Analyses of Shorebird Migration Monitoring Data

This analysis includes results from the International Shorebird Survey (ISS), the Atlantic Canada Shorebird Survey (ACSS), and the Ontario Shorebird Survey (OSS).

In 1974, the Manomet Center for Conservation Sciences organized the ISS to gather information on shorebirds and the wetlands they use. The OSS and ACSS, overseen by Environment and Climate Change Canada, were also initiated at this time to address similar objectives. These surveys are now also used to monitor trends in relative abundance of shorebirds during migration at the continental and regional level. The integrated shorebird survey analyses produce results for trends and annual indices for 28 species of shorebirds with varying levels of precision. Volunteers have carried out well over 100,000 surveys, with on average 1300 added each year by up to 100 surveyors. Surveyors are asked to census a location using ISS Guidelines three times per month during key migration periods in both spring and fall.

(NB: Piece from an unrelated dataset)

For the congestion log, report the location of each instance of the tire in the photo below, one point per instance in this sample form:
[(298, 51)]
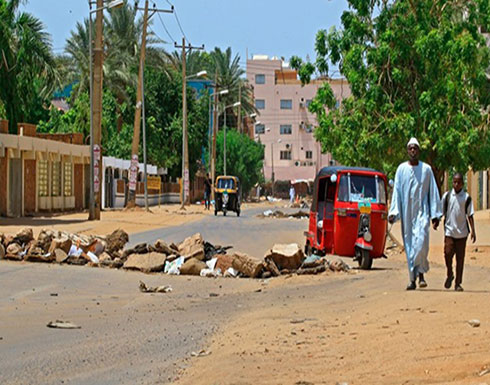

Because these birds are migrants, counts at a site vary dramatically through time, and timing of peak passage varies among species; in contrast to previous analyses based on mean peak counts, this analysis was based on raw counts during the peak (i.e., central 95%) of the species-specific migration period.

Statistical Methods

In this analysis, trends were estimated with a hierarchical Bayesian model using Markov Chain Monte Carlo sampling. The geographic strata for the analysis grouped individual survey sites within biologically relevant regions. The model assumed that counts follow an over-dispersed, Poisson distribution, and it included terms for a long-term log-linear trend, year-effects, day-of-season effect (a generalized additive smoothing term), and site-level abundance. The trend terms within each stratum were estimated as hierarchical random effects distributed around a mean, continental trend. In effect, trend estimates were allowed to vary among the strata, but were partially shrunk towards the continental trend for strata with relatively sparse data. This means that the continental trend estimates are more strongly influenced by rates of change in the strata with more data. Although this relative weighting of stratum-level trends is somewhat arbitrary, it is not currently possible to estimate the proportion of a species' continental population migrating through each stratum. The year effects were estimated as random effects -- annual departures from the stratum-level long-term trend lines -- and were constrained to be identical among strata (i.e., the hierarchical structure allowed them to vary among years but not among strata). Trend estimates were calculated as the transformed slope of a log-linear regression of the annual indices over time. The 95% credible intervals on the trend estimates were calculated from the full posterior distribution of regression slopes. Therefore, the trends partly incorporate the estimated year-effect fluctuations into the short- and long-term estimates of population change.